L’annuncio della Giunta ha comunque generato scontento all’interno del PD ed in particolare quello salentino nonostante un grande risultato del partito. I suoi due principali esponenti Loredana Capone e Stefano Minerva si giocano con Toni Mattarelli, brindisino, i posti di capogruppo e Presidente del Consiglio Regionale. Recriminano per l’esclusione dalla Giunta regionale anche i popolari di Gianni Stea.
Tra gli incarichi chiave legati all’energia e alla sostenibilità, risultano centrali le deleghe attribuite agli Assessori Debora Ciliento e Eugenio Di Sciascio.

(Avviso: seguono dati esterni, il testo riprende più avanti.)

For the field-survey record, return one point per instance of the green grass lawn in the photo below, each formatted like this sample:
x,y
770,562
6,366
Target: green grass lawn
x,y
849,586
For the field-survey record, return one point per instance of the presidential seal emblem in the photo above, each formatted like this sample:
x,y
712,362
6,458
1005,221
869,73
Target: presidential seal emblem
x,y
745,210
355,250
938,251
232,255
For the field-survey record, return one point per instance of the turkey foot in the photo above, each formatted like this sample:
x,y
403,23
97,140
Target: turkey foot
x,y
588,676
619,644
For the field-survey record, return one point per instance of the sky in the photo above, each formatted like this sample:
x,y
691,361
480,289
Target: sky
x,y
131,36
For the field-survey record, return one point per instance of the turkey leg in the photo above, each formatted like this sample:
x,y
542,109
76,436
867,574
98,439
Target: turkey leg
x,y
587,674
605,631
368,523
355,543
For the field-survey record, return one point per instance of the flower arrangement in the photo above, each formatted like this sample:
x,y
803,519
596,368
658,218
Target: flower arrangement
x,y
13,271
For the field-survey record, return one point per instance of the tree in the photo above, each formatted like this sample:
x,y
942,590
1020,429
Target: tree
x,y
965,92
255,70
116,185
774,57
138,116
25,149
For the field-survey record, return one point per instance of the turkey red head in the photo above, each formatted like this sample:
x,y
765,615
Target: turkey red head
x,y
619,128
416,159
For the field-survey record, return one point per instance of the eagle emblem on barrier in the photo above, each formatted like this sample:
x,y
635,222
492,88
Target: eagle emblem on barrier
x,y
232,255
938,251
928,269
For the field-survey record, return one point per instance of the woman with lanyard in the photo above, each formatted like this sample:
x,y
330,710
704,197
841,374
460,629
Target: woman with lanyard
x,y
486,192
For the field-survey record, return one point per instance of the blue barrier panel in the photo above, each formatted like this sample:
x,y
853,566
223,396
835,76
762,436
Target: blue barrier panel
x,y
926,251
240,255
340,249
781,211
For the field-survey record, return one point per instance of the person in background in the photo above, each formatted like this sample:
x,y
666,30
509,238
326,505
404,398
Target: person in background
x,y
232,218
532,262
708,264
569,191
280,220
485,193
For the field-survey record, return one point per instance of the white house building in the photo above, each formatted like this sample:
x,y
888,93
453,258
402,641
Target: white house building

Debora Ciliento – in quota PD – si occuperà di Ambiente e Clima (con deleghe a tutela ambientale; politiche climatiche e adattamento ai cambiamenti climatici; programmazione energetica e transizione ecologica; ciclo dei rifiuti ed economia circolare; tutela e valorizzazione delle aree protette; educazione ambientale; salvaguardia della biodiversità; gestione delle emergenze). Nata a Trani nel 1976, Comune del quale è stata Assessore all’istruzione e alle politiche sociali dal 2015 al 2019. Successivamente, si candida alle elezioni regionali del 2020, venendo eletta, ed entrando poi nella Giunta dell’ex Presidente Emiliano come Assessore ai trasporti e mobilità sostenibile. Nel 2022 tenta, senza successo, la candidatura alla Camera nelle liste del PD. In precedenza, ha svolto l’attività di educatrice ed insegnante di religione; ha fatto parte dell’Azione Cattolica Italiana. Il suo è quindi un profilo maturato tra impegno sociale, istituzionale e amministrativo.
Il neo Assessore allo Sviluppo Economico e al Lavoro, Eugenio Di Sciascio, ha tra le sue deleghe anche le politiche per l’energia, ponendo l’accento sull’attrazione di investimenti e sull’innovazione di filiere produttive strategiche. Di Sciascio è uno dei due componenti esterni della Giunta (gli altri otto, secondo lo statuto regionale, devono necessariamente essere nominati tra i consiglieri regionali). Docente universitario con una lunga carriera accademica e istituzionale, ex rettore del Politecnico di Bari e vicesindaco di Bari con delega alla trasformazione digitale (il primo cittadino di allora era proprio Antonio Decaro). La sua esperienza dovrebbe favorire l’integrazione tra ricerca, innovazione e politiche energetiche regionali volte alla competitività e alla transizione sostenibile.
Le prossime settimane saranno decisive per capire in che modo Di Sciascio e Ciliento orienteranno le future politiche regionali su energia rinnovabile, efficienza energetica e adattamento ai cambiamenti climatici.